Hip arthroscopy is a surgical procedure in which the hip joint is viewed using a small high definition camera. This allows the diagnosis and treatment of a range of hip conditions including: removal of loose bodies, evaluate and treat articular surface damage, remove torn portions of the labrum, treat snapping hip syndrome and early arthritis. However, patients with advanced osteoarthritic changes in the hip joint generally do not benefit from arthroscopic hip surgery.
Hip arthroscopy is much less invasive than traditional hip surgery. This means:
Before any surgical intervention the use of specialist imaging is essential to gain as much diagnostic information as possible. This may include plain radiographs (X-rays), MRI scans (sometimes with an injection of contrast into the hip joint), ultrasound scans, and CT scans of the bone.
Imaging techniques are very good but not infallible. No abnormality seen does not mean no abnormality present. In some cases open hip surgery may be needed as an adjunct to arthroscopic surgery. Recovery time following open surgery may be longer.
Arthroscopy is performed through small incisions (about 1cm each). A camera will be inserted into one incision to visualise the inside of the joint and small surgical instruments through the other incisions. Traction is applied to the leg to achieve a good exposure of the joint.
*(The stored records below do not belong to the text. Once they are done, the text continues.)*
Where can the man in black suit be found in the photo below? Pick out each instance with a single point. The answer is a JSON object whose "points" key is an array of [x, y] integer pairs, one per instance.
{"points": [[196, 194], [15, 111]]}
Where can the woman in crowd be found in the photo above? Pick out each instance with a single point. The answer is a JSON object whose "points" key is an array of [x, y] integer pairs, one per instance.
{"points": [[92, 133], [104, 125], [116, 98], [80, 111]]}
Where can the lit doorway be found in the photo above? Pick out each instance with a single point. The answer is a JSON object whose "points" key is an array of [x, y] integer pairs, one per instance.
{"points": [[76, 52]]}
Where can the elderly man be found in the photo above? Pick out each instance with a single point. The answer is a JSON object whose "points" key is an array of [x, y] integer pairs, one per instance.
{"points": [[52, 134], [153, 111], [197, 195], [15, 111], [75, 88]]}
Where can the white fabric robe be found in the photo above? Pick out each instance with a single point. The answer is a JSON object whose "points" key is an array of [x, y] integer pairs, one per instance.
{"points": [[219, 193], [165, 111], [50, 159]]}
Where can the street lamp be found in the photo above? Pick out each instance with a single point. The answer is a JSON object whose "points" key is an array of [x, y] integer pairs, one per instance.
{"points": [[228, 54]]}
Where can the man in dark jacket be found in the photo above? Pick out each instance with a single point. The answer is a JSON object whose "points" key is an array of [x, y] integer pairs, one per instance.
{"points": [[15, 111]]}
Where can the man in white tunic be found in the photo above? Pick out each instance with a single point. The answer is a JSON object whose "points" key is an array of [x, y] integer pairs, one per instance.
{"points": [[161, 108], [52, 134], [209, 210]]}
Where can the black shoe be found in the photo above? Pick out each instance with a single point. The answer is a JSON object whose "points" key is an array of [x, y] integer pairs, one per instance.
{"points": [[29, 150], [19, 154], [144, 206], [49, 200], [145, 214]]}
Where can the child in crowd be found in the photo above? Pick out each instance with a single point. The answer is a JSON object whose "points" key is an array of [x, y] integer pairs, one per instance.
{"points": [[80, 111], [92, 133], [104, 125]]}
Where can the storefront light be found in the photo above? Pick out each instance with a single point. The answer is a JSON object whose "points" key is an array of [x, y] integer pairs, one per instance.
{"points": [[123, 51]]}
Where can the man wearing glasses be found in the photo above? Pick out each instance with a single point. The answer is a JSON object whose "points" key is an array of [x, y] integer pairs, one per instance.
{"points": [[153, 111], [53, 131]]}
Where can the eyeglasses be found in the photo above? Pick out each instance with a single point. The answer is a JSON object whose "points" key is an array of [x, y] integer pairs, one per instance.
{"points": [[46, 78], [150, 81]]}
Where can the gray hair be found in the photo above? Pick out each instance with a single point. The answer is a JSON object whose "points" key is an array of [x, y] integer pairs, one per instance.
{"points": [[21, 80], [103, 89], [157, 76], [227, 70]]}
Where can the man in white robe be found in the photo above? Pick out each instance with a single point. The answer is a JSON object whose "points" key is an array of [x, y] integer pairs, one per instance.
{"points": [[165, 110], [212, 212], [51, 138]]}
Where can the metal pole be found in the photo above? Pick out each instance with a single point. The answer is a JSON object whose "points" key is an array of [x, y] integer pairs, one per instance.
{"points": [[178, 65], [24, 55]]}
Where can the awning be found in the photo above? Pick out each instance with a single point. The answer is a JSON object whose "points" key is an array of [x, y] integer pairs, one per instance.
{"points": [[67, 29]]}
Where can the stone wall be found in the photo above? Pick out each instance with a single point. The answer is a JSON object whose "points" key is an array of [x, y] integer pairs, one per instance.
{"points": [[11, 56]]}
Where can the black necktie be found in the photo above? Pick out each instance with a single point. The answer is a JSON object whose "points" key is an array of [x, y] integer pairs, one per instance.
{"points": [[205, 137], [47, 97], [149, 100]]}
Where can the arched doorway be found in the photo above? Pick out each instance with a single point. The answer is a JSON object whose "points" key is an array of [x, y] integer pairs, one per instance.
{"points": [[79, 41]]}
The surgery usually takes approximately 2 hours to complete and is usually carried out under general anaesthesia. You will be an in-patient for 2 nights. Prior to surgery Mr Jennings will discuss your treatment and recovery.
In the first weeks after surgery, patients work on regaining motion around the joint and gentle strengthening exercises. Typically patients work with a physical therapist for assistance with these exercises and stretches.
Patients are advised to take two weeks off work, but clearly there can be variation between individuals and types of work. Some patients may be able to work from home in some capacity. During the first two weeks following surgery patients should not do any work at all so that there are no distractions from recovery. Some work from home may be reasonable in the second week. The hip will feel comfortable for day to day activities after four to six weeks and a full recovery will be determined by the surgery carried out and the required level of activity.
Most patients can begin light activities (cycling, swimming) within a few weeks. Athletes most often take about 16 weeks to recover. Again, there are specific procedures that may require a more lengthen rehabilitation (Mr Jennings will advise following the arthroscopy). It will clearly takes less time to recover sufficiently to play golf compared with competing in a marathon. As a general indication running and team sports are possible after 4 to 6 months.
Return to driving takes approximately 4 weeks depending upon the procedure carried out and discomfort experienced. Always check with your car insurance company before getting back on the road. It is important that in an emergency you are able to stop the car safely.